事業モデル

同社は、無期雇用による技術者派遣を中心としたアウトソーシングサービス事業を中核として展開しています。高度な技術教育とリファラル採用の強化により、人材獲得競争が激しい環境下でも優秀な人材の確保と高い稼働率を実現しています。

グローバル事業では、海外におけるプラント設備や機械機器の設計・製作・メンテナンスに加え、人材サービスを提供しています。また、農業や介護といった社会的課題解決に資する分野への進出や、医療・宇宙などの高成長分野に向けた「ものづくり」事業も展開しており、多角的なポートフォリオを構築しています。

KPI

当連結会計年度において、アウトソーシングサービス事業の売上高は479億25百万円となり、前年同期比で4.7%の増加を記録しました。同事業における営業利益は49億26百万円と堅調に推移しており、技術教育の強化やチーム派遣などの施策が奏功しています。

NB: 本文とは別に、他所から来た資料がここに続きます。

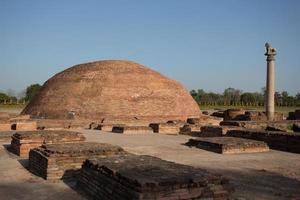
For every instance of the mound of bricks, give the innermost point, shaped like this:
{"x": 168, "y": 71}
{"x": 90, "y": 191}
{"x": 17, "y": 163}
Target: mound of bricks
{"x": 205, "y": 120}
{"x": 216, "y": 131}
{"x": 132, "y": 129}
{"x": 24, "y": 125}
{"x": 191, "y": 129}
{"x": 166, "y": 128}
{"x": 57, "y": 161}
{"x": 228, "y": 145}
{"x": 5, "y": 126}
{"x": 146, "y": 177}
{"x": 22, "y": 142}
{"x": 234, "y": 114}
{"x": 109, "y": 127}
{"x": 5, "y": 136}
{"x": 278, "y": 140}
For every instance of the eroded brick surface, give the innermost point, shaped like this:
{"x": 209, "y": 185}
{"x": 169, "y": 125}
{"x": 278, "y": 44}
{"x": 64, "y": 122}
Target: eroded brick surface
{"x": 279, "y": 140}
{"x": 228, "y": 145}
{"x": 146, "y": 177}
{"x": 57, "y": 161}
{"x": 23, "y": 141}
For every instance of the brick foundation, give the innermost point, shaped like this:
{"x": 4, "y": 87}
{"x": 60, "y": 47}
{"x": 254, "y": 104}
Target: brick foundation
{"x": 22, "y": 142}
{"x": 57, "y": 161}
{"x": 275, "y": 139}
{"x": 145, "y": 177}
{"x": 132, "y": 129}
{"x": 228, "y": 145}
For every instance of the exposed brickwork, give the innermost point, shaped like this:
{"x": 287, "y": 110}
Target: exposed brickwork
{"x": 28, "y": 125}
{"x": 191, "y": 129}
{"x": 216, "y": 131}
{"x": 275, "y": 139}
{"x": 57, "y": 161}
{"x": 167, "y": 128}
{"x": 145, "y": 177}
{"x": 132, "y": 129}
{"x": 205, "y": 120}
{"x": 283, "y": 125}
{"x": 114, "y": 89}
{"x": 234, "y": 114}
{"x": 228, "y": 145}
{"x": 5, "y": 136}
{"x": 5, "y": 126}
{"x": 22, "y": 142}
{"x": 242, "y": 115}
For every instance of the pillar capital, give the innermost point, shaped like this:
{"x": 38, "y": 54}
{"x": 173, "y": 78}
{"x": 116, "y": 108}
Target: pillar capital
{"x": 270, "y": 52}
{"x": 270, "y": 83}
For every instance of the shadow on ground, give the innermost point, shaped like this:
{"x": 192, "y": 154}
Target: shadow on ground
{"x": 261, "y": 184}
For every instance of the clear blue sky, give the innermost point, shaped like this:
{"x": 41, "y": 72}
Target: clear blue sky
{"x": 209, "y": 44}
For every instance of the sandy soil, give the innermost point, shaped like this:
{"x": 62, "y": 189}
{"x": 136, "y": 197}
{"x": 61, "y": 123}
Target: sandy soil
{"x": 269, "y": 175}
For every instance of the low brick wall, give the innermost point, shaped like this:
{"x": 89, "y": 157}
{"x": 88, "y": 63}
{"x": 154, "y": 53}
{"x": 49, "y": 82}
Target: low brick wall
{"x": 146, "y": 177}
{"x": 5, "y": 136}
{"x": 275, "y": 139}
{"x": 166, "y": 128}
{"x": 191, "y": 129}
{"x": 132, "y": 129}
{"x": 24, "y": 125}
{"x": 57, "y": 161}
{"x": 216, "y": 131}
{"x": 228, "y": 145}
{"x": 283, "y": 125}
{"x": 5, "y": 126}
{"x": 22, "y": 142}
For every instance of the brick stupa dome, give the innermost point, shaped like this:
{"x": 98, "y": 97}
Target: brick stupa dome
{"x": 112, "y": 89}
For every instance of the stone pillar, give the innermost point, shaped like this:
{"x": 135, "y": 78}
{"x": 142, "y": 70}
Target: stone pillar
{"x": 270, "y": 85}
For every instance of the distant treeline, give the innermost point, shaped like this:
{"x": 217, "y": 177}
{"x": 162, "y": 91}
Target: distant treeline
{"x": 235, "y": 97}
{"x": 9, "y": 97}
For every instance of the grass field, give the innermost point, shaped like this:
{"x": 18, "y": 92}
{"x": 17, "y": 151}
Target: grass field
{"x": 282, "y": 109}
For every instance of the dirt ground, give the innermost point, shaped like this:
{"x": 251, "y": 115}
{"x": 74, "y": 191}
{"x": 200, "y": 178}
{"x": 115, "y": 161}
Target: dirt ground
{"x": 269, "y": 175}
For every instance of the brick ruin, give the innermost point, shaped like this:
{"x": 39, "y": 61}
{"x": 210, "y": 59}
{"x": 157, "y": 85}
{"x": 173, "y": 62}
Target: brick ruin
{"x": 146, "y": 177}
{"x": 132, "y": 129}
{"x": 228, "y": 145}
{"x": 5, "y": 136}
{"x": 9, "y": 122}
{"x": 57, "y": 161}
{"x": 283, "y": 125}
{"x": 22, "y": 142}
{"x": 278, "y": 140}
{"x": 294, "y": 115}
{"x": 242, "y": 115}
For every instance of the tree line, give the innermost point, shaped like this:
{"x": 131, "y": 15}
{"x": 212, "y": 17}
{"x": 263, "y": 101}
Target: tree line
{"x": 230, "y": 97}
{"x": 235, "y": 97}
{"x": 9, "y": 97}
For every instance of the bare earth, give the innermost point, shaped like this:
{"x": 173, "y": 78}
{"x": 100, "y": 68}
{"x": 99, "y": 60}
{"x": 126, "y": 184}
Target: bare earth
{"x": 269, "y": 175}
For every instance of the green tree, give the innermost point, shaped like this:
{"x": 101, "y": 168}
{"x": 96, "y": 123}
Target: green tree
{"x": 4, "y": 97}
{"x": 31, "y": 91}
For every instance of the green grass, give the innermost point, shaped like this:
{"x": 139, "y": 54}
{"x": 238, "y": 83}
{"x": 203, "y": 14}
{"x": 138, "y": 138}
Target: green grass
{"x": 282, "y": 109}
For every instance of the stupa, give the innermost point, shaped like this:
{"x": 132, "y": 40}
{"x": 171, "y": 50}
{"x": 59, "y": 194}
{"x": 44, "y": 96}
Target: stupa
{"x": 112, "y": 89}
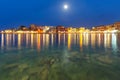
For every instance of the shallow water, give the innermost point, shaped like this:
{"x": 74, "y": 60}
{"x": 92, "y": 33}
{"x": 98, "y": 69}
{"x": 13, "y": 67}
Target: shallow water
{"x": 59, "y": 56}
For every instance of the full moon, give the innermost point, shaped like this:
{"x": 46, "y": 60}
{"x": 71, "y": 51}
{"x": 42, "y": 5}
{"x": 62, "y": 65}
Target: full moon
{"x": 65, "y": 6}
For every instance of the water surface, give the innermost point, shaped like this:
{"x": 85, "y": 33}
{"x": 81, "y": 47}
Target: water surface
{"x": 60, "y": 56}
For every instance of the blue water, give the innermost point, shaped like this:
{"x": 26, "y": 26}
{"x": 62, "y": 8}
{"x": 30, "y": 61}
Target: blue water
{"x": 60, "y": 56}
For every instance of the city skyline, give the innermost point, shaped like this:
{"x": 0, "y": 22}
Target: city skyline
{"x": 44, "y": 12}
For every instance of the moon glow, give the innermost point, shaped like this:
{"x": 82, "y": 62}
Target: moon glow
{"x": 65, "y": 6}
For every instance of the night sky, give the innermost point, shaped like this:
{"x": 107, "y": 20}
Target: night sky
{"x": 14, "y": 13}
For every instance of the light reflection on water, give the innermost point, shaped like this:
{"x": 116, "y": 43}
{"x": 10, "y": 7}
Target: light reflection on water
{"x": 64, "y": 56}
{"x": 42, "y": 41}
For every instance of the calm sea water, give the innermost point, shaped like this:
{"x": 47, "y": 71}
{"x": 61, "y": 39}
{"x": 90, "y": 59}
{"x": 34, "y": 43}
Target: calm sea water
{"x": 60, "y": 56}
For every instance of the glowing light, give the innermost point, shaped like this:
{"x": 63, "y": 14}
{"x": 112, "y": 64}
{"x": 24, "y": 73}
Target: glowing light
{"x": 65, "y": 6}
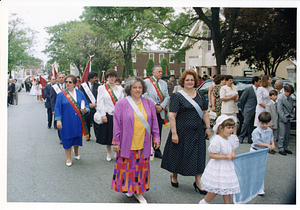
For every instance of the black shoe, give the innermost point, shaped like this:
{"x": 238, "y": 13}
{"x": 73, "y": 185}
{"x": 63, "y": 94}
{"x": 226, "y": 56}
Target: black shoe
{"x": 203, "y": 192}
{"x": 288, "y": 151}
{"x": 172, "y": 183}
{"x": 272, "y": 152}
{"x": 282, "y": 152}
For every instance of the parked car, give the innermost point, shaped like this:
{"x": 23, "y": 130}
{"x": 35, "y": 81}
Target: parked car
{"x": 241, "y": 83}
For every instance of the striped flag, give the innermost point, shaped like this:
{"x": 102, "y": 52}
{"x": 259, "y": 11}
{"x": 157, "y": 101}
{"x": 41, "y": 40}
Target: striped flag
{"x": 86, "y": 71}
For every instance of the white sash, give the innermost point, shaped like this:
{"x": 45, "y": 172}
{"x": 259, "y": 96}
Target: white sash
{"x": 56, "y": 88}
{"x": 88, "y": 92}
{"x": 139, "y": 114}
{"x": 197, "y": 107}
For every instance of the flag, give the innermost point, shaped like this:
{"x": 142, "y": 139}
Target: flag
{"x": 250, "y": 169}
{"x": 43, "y": 83}
{"x": 86, "y": 71}
{"x": 102, "y": 80}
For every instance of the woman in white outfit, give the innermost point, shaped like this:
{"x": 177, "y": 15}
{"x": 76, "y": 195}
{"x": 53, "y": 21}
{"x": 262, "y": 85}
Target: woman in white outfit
{"x": 262, "y": 95}
{"x": 108, "y": 94}
{"x": 33, "y": 88}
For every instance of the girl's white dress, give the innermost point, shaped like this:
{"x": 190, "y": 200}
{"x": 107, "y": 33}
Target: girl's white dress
{"x": 219, "y": 175}
{"x": 33, "y": 89}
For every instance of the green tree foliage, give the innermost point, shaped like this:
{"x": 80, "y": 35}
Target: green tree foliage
{"x": 149, "y": 66}
{"x": 131, "y": 73}
{"x": 264, "y": 38}
{"x": 165, "y": 65}
{"x": 178, "y": 27}
{"x": 20, "y": 43}
{"x": 74, "y": 41}
{"x": 127, "y": 27}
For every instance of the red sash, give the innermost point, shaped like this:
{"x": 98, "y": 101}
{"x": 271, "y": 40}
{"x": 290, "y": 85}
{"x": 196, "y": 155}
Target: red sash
{"x": 111, "y": 93}
{"x": 77, "y": 110}
{"x": 161, "y": 97}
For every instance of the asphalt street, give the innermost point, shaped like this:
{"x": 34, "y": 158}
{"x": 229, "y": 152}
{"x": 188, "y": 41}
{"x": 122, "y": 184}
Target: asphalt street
{"x": 37, "y": 174}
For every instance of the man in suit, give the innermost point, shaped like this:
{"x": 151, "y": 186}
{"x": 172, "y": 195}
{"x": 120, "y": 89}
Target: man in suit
{"x": 90, "y": 90}
{"x": 55, "y": 89}
{"x": 285, "y": 111}
{"x": 248, "y": 104}
{"x": 12, "y": 91}
{"x": 154, "y": 84}
{"x": 47, "y": 90}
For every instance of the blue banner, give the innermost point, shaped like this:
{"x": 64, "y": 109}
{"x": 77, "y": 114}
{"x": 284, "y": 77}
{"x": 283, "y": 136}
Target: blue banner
{"x": 250, "y": 169}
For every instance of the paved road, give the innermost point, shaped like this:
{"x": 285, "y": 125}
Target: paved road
{"x": 36, "y": 170}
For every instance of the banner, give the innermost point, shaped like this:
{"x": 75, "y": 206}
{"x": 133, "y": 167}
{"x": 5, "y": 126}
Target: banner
{"x": 250, "y": 169}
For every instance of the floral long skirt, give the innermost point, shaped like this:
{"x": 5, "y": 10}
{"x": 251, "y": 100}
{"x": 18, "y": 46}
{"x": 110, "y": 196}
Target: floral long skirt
{"x": 131, "y": 175}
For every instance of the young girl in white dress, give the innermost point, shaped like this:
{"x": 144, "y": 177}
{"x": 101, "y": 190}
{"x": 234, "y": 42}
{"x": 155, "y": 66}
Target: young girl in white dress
{"x": 219, "y": 176}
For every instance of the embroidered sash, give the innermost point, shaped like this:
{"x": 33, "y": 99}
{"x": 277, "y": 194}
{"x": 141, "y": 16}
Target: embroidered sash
{"x": 195, "y": 105}
{"x": 77, "y": 110}
{"x": 56, "y": 88}
{"x": 111, "y": 93}
{"x": 88, "y": 92}
{"x": 161, "y": 97}
{"x": 139, "y": 114}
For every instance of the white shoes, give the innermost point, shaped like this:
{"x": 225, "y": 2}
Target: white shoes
{"x": 69, "y": 164}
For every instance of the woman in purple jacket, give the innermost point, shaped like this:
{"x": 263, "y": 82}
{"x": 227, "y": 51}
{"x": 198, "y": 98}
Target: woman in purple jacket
{"x": 134, "y": 120}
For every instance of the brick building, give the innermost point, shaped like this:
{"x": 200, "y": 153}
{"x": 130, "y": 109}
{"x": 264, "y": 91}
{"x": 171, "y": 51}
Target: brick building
{"x": 140, "y": 60}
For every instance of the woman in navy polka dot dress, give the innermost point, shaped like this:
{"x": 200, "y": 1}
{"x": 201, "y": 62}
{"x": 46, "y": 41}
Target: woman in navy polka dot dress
{"x": 185, "y": 149}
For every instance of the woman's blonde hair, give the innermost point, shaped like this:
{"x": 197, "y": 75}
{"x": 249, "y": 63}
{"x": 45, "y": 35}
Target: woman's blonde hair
{"x": 228, "y": 122}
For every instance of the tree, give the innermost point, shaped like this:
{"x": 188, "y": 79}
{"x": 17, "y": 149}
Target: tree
{"x": 128, "y": 27}
{"x": 165, "y": 65}
{"x": 74, "y": 41}
{"x": 264, "y": 38}
{"x": 20, "y": 43}
{"x": 131, "y": 73}
{"x": 178, "y": 26}
{"x": 149, "y": 66}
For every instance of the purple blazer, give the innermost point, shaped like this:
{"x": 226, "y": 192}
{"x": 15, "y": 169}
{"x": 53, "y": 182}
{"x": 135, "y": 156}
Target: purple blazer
{"x": 124, "y": 126}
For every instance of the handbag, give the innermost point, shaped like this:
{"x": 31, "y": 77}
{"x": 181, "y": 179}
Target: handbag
{"x": 98, "y": 118}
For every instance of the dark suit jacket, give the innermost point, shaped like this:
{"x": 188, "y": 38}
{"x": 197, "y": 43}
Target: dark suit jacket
{"x": 248, "y": 101}
{"x": 47, "y": 90}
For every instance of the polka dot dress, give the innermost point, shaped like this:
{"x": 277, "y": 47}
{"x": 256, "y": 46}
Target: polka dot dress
{"x": 188, "y": 156}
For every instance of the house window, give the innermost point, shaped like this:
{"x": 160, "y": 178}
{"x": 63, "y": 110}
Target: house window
{"x": 133, "y": 58}
{"x": 209, "y": 45}
{"x": 161, "y": 56}
{"x": 151, "y": 55}
{"x": 170, "y": 56}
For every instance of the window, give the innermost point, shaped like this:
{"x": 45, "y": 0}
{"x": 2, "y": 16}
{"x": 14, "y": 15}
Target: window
{"x": 170, "y": 56}
{"x": 151, "y": 55}
{"x": 209, "y": 45}
{"x": 161, "y": 56}
{"x": 133, "y": 58}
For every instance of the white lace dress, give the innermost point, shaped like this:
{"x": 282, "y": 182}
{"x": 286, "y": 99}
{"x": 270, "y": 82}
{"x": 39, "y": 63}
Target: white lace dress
{"x": 219, "y": 175}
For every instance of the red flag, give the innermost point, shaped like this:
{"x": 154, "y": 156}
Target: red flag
{"x": 102, "y": 80}
{"x": 43, "y": 83}
{"x": 86, "y": 72}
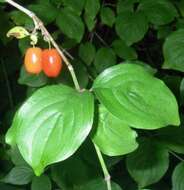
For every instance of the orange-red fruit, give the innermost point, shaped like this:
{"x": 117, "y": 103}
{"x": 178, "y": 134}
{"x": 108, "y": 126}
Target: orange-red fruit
{"x": 51, "y": 62}
{"x": 33, "y": 60}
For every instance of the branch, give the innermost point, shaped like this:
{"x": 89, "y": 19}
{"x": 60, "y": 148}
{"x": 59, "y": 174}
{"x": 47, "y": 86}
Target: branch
{"x": 104, "y": 167}
{"x": 40, "y": 26}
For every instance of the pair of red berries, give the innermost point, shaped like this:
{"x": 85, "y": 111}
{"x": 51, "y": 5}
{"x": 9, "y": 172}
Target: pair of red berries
{"x": 49, "y": 61}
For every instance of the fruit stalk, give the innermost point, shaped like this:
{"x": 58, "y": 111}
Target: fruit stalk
{"x": 104, "y": 167}
{"x": 40, "y": 26}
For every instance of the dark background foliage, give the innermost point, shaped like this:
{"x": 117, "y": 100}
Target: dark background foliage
{"x": 98, "y": 34}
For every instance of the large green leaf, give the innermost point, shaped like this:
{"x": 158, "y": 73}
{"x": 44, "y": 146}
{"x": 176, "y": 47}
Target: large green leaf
{"x": 70, "y": 24}
{"x": 51, "y": 125}
{"x": 174, "y": 51}
{"x": 42, "y": 182}
{"x": 32, "y": 80}
{"x": 133, "y": 95}
{"x": 97, "y": 184}
{"x": 19, "y": 175}
{"x": 121, "y": 138}
{"x": 159, "y": 12}
{"x": 148, "y": 163}
{"x": 131, "y": 27}
{"x": 172, "y": 138}
{"x": 177, "y": 177}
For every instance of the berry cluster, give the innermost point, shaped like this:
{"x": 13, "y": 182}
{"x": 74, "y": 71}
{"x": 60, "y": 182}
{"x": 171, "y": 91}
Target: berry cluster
{"x": 49, "y": 61}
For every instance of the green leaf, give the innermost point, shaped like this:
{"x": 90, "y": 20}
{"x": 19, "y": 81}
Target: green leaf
{"x": 172, "y": 138}
{"x": 60, "y": 115}
{"x": 87, "y": 52}
{"x": 75, "y": 5}
{"x": 92, "y": 7}
{"x": 16, "y": 157}
{"x": 174, "y": 51}
{"x": 124, "y": 51}
{"x": 148, "y": 164}
{"x": 19, "y": 175}
{"x": 121, "y": 138}
{"x": 105, "y": 57}
{"x": 70, "y": 24}
{"x": 158, "y": 12}
{"x": 45, "y": 11}
{"x": 133, "y": 95}
{"x": 177, "y": 177}
{"x": 32, "y": 80}
{"x": 97, "y": 184}
{"x": 131, "y": 27}
{"x": 42, "y": 182}
{"x": 107, "y": 16}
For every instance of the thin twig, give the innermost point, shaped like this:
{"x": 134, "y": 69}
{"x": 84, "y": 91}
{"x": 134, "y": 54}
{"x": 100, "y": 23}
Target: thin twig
{"x": 40, "y": 26}
{"x": 10, "y": 97}
{"x": 104, "y": 167}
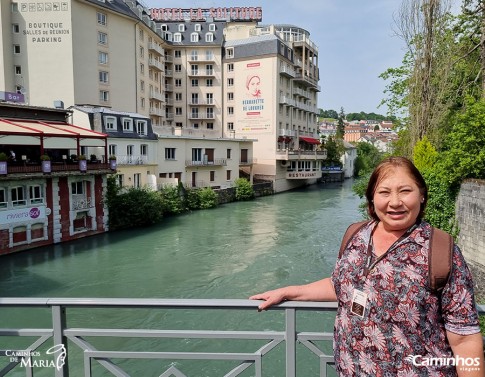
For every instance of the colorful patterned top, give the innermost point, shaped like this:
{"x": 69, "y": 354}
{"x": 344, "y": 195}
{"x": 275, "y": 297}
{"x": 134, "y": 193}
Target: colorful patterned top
{"x": 403, "y": 325}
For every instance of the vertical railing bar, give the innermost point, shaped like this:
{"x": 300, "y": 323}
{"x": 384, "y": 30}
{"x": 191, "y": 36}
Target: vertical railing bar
{"x": 290, "y": 335}
{"x": 58, "y": 327}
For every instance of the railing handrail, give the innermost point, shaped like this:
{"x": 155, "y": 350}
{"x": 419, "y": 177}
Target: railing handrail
{"x": 60, "y": 333}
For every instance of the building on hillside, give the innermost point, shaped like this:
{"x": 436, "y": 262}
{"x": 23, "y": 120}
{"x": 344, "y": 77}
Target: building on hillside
{"x": 348, "y": 159}
{"x": 130, "y": 139}
{"x": 46, "y": 196}
{"x": 270, "y": 85}
{"x": 111, "y": 55}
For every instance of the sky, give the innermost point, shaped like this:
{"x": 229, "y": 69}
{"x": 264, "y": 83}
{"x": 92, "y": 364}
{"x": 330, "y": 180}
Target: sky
{"x": 356, "y": 43}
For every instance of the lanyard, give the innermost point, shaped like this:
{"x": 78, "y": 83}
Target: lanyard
{"x": 369, "y": 265}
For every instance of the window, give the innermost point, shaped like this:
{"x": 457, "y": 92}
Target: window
{"x": 112, "y": 149}
{"x": 77, "y": 188}
{"x": 102, "y": 18}
{"x": 3, "y": 198}
{"x": 102, "y": 38}
{"x": 103, "y": 95}
{"x": 35, "y": 194}
{"x": 196, "y": 154}
{"x": 103, "y": 76}
{"x": 209, "y": 98}
{"x": 110, "y": 123}
{"x": 102, "y": 58}
{"x": 18, "y": 196}
{"x": 169, "y": 153}
{"x": 141, "y": 127}
{"x": 127, "y": 124}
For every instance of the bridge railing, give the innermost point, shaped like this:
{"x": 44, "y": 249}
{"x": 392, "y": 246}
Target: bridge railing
{"x": 59, "y": 336}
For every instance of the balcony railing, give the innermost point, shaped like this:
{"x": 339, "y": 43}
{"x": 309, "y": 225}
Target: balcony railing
{"x": 215, "y": 162}
{"x": 81, "y": 342}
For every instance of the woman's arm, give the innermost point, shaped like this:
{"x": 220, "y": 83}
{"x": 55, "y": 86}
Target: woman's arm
{"x": 468, "y": 347}
{"x": 321, "y": 290}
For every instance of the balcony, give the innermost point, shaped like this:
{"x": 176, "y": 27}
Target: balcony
{"x": 57, "y": 168}
{"x": 131, "y": 160}
{"x": 214, "y": 162}
{"x": 156, "y": 64}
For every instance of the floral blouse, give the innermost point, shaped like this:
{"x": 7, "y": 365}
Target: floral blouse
{"x": 402, "y": 330}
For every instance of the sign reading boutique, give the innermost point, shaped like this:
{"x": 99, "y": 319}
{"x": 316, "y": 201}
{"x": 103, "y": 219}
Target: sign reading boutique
{"x": 22, "y": 215}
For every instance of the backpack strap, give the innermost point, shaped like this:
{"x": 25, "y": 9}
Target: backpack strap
{"x": 349, "y": 233}
{"x": 440, "y": 258}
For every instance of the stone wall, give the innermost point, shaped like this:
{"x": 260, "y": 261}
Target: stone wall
{"x": 470, "y": 213}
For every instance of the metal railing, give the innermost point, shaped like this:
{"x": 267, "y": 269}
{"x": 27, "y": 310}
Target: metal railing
{"x": 82, "y": 339}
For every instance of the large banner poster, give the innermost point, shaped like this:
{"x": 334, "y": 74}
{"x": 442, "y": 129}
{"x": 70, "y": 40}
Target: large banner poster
{"x": 255, "y": 98}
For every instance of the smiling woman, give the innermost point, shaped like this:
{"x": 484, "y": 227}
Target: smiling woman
{"x": 387, "y": 311}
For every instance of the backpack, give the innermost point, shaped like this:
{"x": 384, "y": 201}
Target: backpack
{"x": 439, "y": 257}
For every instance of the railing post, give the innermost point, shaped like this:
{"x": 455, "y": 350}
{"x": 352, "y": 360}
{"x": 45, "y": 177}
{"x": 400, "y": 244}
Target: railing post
{"x": 290, "y": 342}
{"x": 58, "y": 326}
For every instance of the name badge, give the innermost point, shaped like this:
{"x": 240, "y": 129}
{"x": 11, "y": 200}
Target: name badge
{"x": 359, "y": 303}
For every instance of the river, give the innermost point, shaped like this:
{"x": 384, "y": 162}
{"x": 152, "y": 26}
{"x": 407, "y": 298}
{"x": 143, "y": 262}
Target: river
{"x": 232, "y": 251}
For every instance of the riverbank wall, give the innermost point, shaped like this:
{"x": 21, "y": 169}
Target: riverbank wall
{"x": 470, "y": 215}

グローバル事業においても、売上高は46億14百万円(前年同期比14.9%増)、営業利益は5億33百万円(同55.6%増)と大幅な成長を見せています。全社的な取り組みにより、技術者派遣における契約単価の上昇と総稼働人数の増加が、連結業績の底上げに寄与しています。

成長ドライバー

中長期的な経営戦略として、先端技術分野や環境分野への教育強化を推進し、高度な技術者集団の構築を目指しています。特に航空宇宙分野に向けた組織の新設など、成長が見込まれる領域への投資を加速させています。

また、農業・介護といった社会的課題解決型の事業において、テクノロジーとの融合による収益力の向上を図っています。これらの新規事業やグローバル展開の拡大が、将来的な新たな収益の柱として期待されています。

リスク

深刻な少子高齢化に伴う労働人口の減少により、中長期的には優秀な人材の確保が困難になるリスクを抱えています。これに対し、同社は採用専門部署による国内外での積極的な採用と、教育・人事ローテーションを組み合わせた育成体制で対応しています。

その他、地政学的リスクや為替変動といった海外情勢の影響、およびサイバー攻撃等による情報漏洩のリスクも認識されています。これらに対しては、四半期ごとの状況検証やセキュリティ対策の徹底、バックアップ体制の整備などにより、事業継続に向けた管理体制を構築しています。

競合

同社は技術系アウトソーシングサービスにおいて、高度な専門性を有する人材を育成・提供することで競争優位性を築いています。特に先端技術分野や環境分野への注力により、大手製造業各社からの高い需要を獲得している状況にあります。

競合他社との差別化要因として、単なる人員派遣にとどまらない「チーム派遣」などの営業施策や、高度な教育ノウハウの活用が挙げられます。また、農業や介護といった独自の領域への進出により、多角的な事業展開を通じた市場でのポジション確立を図っています。

バリュエーション

最新の市場データにおいて、同社の株価は2,300円となっており、時価総額は約449.4億円です。PERは11.30倍、PBRは6.71倍と算出されており、安定した事業基盤を背景とした評価となっています。

配当利回りは3.15%となっており、投資家に対して一定の還元姿勢を示しています。これらの指標は、同社が保有する豊富な現預金や強固な自己資本比率(69.5%)といった財務的な安定性を反映しているものとみられます。